For Americans watching at home, drones defined the War in Afghanistan under Obama’s tenure. Variously depicted as cartoonishly inept or maliciously evil robots, the spectre of armed unmanned aerial vehicles animated heated campus discourse about what, exactly, America was doing overseas.
Since the early 2010s, military drones have faded from the minds of much of the public. In that time, other nations like Iraq and Nigeria and Pakistan have joined America as wielders of armed remotely piloted aircraft. And even more nations have adopted unarmed drones as flying cameras to guide their military. The latest country to join that list is none other than Afghanistan.

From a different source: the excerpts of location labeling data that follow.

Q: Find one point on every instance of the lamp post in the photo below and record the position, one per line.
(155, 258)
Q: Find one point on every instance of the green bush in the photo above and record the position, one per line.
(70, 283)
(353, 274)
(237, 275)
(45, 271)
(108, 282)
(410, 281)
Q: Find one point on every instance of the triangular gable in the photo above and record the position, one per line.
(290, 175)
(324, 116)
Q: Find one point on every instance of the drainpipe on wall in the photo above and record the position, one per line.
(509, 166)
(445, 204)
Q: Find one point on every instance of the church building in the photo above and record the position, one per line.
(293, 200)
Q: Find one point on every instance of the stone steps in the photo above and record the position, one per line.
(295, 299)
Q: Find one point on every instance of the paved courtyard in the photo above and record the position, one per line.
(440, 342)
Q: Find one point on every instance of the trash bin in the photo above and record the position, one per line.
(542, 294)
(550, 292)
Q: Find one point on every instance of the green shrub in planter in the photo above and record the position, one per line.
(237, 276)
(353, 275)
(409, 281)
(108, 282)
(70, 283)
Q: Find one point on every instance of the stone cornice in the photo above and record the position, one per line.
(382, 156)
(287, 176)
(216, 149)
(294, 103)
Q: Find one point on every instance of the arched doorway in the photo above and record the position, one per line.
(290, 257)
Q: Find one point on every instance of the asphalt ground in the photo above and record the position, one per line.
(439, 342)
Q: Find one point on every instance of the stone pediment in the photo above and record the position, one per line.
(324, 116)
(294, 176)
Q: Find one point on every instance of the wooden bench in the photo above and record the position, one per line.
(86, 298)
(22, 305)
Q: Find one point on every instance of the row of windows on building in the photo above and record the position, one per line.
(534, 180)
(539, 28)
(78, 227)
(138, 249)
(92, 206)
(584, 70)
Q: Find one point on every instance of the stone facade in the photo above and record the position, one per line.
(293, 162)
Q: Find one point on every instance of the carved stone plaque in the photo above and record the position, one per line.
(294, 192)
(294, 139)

A U.S. military official announced yesterday that Afghanistan is expected to field its own drones starting in March. Rather than the menacing armed Reapers or the plane-sized missile-carrying Predators, Afghanistan’s army will fly the modest ScanEagle. At just 5 feet long and with a 10-foot wingspan, these hardy drones are launched not from runways but from truck-mounted catapults. That makes them much easier to deploy than airplanes, and when they need to come in for a landing, a specially set up sky hook will snag them out of the air. Despite only weighing 50 pounds, ScanEagles can fly for up to 24 hours, and they fly slow, cruising around 60 mph. This makes them a useful tool for watching open spaces from a lofty height of nearly 20,000 feet. Think less like a hawk, more like a vulture.
The United States is currently training soldiers in Afghanistan’s army in piloting the aircraft, so that the country can use them in the fight against the still insurgent Taliban on its own. The U.S. is providing eight ScanEagle units, each with six drones and the systems needed to operate them, for a total of 48 ScanEagles. The drones have powerful cameras that feed live video to operators on the ground, giving commanders a bird’s-eye-view of the battlefield. Much like the unarmed American drones that flew over Afghanistan before them, these ScanEagles are primarily useful tools for fighting insurgents.